ActPrompt: In-Domain Feature Adaptation via Action Cues for Video Temporal Grounding
- Yubin Wang ,
- Xinyang Jiang ,
- De Cheng ,
- Dongsheng Li ,
- Cairong Zhao
IEEE Transactions on Image Processing | , Vol 35: pp. 2714-2726
Video temporal grounding, including moment retrieval and highlight detection, is an emerging topic aiming to identify specific clips within videos. In addition to pre-trained video models, contemporary methods utilize pre-trained vision-language models (VLMs) to capture detailed characteristics of diverse scenes and objects from video frames. However, as pre-trained on images, directly using pre-extracted VLM features neglects the domain gap between the pre-trained and temporal grounding datasets, thus inducing domain shifts due to the data-level distribution disparity. As a result, VLMs may struggle to distinguish action-sensitive patterns from static objects, making it necessary to adapt them to specific data domains for effective feature representation over temporal grounding. In this work, we address two primary challenges to achieve this goal. Specifically, to mitigate high adaptation costs, we propose an efficient preliminary in-domain fine-tuning paradigm for feature adaptation before standard downstream training, where downstream-adaptive features are learned through several well-designed pretext tasks that ensure improved performance.
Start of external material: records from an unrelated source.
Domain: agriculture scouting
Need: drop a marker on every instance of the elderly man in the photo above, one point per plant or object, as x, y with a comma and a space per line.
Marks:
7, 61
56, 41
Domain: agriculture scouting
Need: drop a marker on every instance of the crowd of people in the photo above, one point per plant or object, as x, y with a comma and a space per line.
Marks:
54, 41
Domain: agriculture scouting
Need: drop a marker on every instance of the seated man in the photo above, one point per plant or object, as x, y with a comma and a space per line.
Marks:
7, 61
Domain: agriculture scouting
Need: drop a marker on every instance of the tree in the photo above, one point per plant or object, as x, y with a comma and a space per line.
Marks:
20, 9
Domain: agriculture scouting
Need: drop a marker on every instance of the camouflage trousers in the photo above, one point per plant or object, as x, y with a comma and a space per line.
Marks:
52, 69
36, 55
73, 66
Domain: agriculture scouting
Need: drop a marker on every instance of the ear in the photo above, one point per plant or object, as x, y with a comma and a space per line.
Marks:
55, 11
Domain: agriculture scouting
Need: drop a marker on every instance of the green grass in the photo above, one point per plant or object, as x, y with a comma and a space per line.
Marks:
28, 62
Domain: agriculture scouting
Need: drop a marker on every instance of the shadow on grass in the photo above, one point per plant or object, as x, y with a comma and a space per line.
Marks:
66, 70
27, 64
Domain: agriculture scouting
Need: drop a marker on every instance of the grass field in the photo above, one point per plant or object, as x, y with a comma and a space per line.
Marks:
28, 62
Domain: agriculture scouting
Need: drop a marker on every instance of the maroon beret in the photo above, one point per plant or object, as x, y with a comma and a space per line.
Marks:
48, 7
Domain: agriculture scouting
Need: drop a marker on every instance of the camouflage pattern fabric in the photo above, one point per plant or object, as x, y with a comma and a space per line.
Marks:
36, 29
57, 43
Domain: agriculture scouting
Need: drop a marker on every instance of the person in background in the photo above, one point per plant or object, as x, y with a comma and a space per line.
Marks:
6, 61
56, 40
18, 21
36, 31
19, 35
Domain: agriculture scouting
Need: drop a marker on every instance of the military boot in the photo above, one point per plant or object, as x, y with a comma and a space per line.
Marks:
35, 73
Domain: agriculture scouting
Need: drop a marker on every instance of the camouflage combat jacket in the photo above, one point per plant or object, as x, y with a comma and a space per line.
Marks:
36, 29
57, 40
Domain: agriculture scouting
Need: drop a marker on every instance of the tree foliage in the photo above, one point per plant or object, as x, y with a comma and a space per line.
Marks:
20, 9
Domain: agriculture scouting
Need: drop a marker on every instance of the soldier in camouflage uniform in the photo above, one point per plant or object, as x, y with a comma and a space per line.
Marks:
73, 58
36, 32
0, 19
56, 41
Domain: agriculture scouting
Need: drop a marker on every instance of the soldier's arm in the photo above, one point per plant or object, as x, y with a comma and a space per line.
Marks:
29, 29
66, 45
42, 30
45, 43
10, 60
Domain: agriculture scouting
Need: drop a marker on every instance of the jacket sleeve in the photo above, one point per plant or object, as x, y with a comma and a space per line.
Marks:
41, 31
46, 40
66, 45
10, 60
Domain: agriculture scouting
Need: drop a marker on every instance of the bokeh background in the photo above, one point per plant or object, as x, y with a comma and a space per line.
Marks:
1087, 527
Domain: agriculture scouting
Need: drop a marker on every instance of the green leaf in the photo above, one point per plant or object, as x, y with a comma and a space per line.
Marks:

Furthermore, to integrate action-sensitive information into VLMs, we introduce Action-Cue-Injected Temporal Prompt Learning (ActPrompt), which injects action cues into the image encoder of VLMs to discover action-sensitive visual patterns better. This is followed by context-aware temporal prompt learning, which considers both action cues and temporal context to enhance the ability to recognize patterns associated with actions for downstream tasks. Extensive experiments demonstrate that ActPrompt is an off-the-shelf training framework that can be applied effectively to various SOTA methods, resulting in notable improvements.